Pöbeln Text: lea

Wege zum Unglück

Als Kind war ich süchtig danach, heute ziehe ich es mir wieder rein; wenn auch mit kritischer Distanz. Denn die deutschen Telenovelas produzieren nicht nur heteronormative Steoreotype, sie richten noch einiges mehr an Schaden an.

Früher lief bei uns zuhause jeden Mittwochnachmittag der Fernseher. Unter dem ZDF-Logo kämpfte ein weisses Pärchen – er reich und an der Führungsspitze, sie angestellt und einkommensschwach – um ihre Liebe. Im einwöchigen Rhythmus durfte ich dem Pärchen, gemeinsam mit meiner Mutter, beim Leiden und Lieben zusehen. Es wurde lange gelitten und nur zum Ende der Serie noch kurz geliebt.

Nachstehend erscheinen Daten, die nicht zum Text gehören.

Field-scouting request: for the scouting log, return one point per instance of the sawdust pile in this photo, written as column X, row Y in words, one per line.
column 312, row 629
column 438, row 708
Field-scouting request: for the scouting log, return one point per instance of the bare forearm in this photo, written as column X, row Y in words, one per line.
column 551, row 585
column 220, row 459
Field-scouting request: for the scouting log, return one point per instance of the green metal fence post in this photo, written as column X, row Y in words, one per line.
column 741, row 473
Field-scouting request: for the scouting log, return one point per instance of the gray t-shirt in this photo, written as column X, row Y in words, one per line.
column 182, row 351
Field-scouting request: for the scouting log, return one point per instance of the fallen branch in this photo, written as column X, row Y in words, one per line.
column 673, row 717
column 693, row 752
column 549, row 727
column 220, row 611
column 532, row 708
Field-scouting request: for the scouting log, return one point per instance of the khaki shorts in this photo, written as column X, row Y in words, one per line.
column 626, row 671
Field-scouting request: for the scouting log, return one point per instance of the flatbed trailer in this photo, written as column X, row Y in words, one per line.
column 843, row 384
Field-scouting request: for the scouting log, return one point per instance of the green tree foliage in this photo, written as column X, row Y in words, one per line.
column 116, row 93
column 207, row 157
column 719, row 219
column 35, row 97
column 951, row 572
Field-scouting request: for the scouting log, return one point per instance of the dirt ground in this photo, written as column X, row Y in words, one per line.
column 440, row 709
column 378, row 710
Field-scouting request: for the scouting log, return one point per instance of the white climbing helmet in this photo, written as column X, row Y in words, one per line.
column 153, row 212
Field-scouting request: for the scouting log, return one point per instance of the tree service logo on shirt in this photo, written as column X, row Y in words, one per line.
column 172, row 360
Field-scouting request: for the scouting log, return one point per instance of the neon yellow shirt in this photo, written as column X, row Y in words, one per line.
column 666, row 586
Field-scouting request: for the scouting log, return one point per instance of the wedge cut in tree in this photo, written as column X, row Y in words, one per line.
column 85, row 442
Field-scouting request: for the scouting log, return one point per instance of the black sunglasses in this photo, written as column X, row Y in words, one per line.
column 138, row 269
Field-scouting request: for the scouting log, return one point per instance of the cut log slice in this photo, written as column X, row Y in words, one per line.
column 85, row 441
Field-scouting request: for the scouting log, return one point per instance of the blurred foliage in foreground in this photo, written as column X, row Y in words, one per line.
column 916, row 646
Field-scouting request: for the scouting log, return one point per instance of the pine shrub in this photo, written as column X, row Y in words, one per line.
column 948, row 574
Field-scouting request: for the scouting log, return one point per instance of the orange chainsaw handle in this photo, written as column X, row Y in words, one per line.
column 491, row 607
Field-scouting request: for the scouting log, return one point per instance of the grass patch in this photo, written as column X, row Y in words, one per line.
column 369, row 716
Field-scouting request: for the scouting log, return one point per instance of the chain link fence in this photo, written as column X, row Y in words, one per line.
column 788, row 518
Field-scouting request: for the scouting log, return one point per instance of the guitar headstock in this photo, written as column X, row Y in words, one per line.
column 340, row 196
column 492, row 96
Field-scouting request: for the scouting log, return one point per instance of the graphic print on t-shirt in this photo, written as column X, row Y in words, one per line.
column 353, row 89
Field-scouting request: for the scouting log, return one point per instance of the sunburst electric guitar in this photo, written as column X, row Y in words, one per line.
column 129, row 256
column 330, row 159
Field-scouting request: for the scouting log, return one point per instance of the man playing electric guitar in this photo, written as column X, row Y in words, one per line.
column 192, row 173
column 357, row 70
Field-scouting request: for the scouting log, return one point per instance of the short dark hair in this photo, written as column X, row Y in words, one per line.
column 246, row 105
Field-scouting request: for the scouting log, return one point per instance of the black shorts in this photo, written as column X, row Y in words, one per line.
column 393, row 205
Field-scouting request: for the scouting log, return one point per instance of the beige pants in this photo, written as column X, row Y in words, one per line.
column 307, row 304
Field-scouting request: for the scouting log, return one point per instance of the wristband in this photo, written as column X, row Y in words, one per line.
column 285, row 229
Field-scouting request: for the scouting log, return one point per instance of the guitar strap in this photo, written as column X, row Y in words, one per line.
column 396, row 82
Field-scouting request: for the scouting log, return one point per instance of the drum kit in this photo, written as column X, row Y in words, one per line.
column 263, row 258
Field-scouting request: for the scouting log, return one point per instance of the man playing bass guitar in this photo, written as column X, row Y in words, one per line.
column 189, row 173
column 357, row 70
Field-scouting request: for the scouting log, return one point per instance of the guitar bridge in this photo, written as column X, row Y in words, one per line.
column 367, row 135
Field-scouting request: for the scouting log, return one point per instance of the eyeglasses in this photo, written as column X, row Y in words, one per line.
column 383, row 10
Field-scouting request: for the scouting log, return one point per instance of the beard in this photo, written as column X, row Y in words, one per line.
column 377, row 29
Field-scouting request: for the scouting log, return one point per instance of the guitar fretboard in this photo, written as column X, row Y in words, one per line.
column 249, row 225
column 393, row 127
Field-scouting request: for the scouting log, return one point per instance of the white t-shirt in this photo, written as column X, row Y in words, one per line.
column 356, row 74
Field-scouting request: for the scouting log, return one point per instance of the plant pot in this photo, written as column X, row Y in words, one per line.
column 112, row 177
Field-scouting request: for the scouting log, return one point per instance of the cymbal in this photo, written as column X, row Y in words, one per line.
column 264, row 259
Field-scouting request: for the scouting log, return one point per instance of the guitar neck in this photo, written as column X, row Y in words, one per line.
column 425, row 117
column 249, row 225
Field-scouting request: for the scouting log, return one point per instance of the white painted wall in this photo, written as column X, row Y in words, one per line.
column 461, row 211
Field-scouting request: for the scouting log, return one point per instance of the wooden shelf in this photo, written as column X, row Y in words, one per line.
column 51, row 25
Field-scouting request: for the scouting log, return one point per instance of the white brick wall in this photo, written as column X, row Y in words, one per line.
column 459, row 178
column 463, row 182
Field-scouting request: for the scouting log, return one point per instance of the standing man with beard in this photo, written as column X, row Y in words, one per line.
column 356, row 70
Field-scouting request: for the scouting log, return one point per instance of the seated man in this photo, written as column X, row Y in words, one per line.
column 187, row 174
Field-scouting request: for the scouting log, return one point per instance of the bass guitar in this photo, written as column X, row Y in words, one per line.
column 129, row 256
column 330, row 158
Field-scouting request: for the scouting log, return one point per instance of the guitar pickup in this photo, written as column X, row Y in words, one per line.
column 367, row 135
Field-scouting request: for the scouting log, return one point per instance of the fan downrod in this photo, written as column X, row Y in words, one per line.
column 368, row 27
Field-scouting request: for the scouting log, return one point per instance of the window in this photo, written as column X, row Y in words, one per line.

Die Fernsehserie war der Startschuss der ersten deutschen Telenovela «Wege zum Glück».

Meiner Mutter reichte das Drama nach
einer Staffel,

ich setzte mein Vergnügen fort. Nach Bianca folgten Julia, Nina, Luisa, Nora, Alisa, Hannah, Lena, die alle für ihre grosse Liebe kämpften. Dazu gehörten auch böse Mütter, verlogene beste Freundinnen, strenge Väter, Morde und Affairen. In ihrer aller Mitte befand sich die (bis auf zwei Ausnahmen) blonde, junge, gutherzige Frau, die nur eines wollte:

Den Weg zum Glück finden.

Natürlich schämte ich mich im Nachhinein für diese jahrelange Sucht, die sich über meine Kindheits- und Jugendjahre erstreckte, und über deren Inhalt ich mich sehr eingängig mit meinen Freundinnen unterhalten hatte. Später konnte ich mir meine Telenovela-Erfahrung in feministischen Argumentationen durchaus zu Nutze machen. Die patriarchalen Strukturen wurden einem dort quasi auf dem Silbertablett serviert.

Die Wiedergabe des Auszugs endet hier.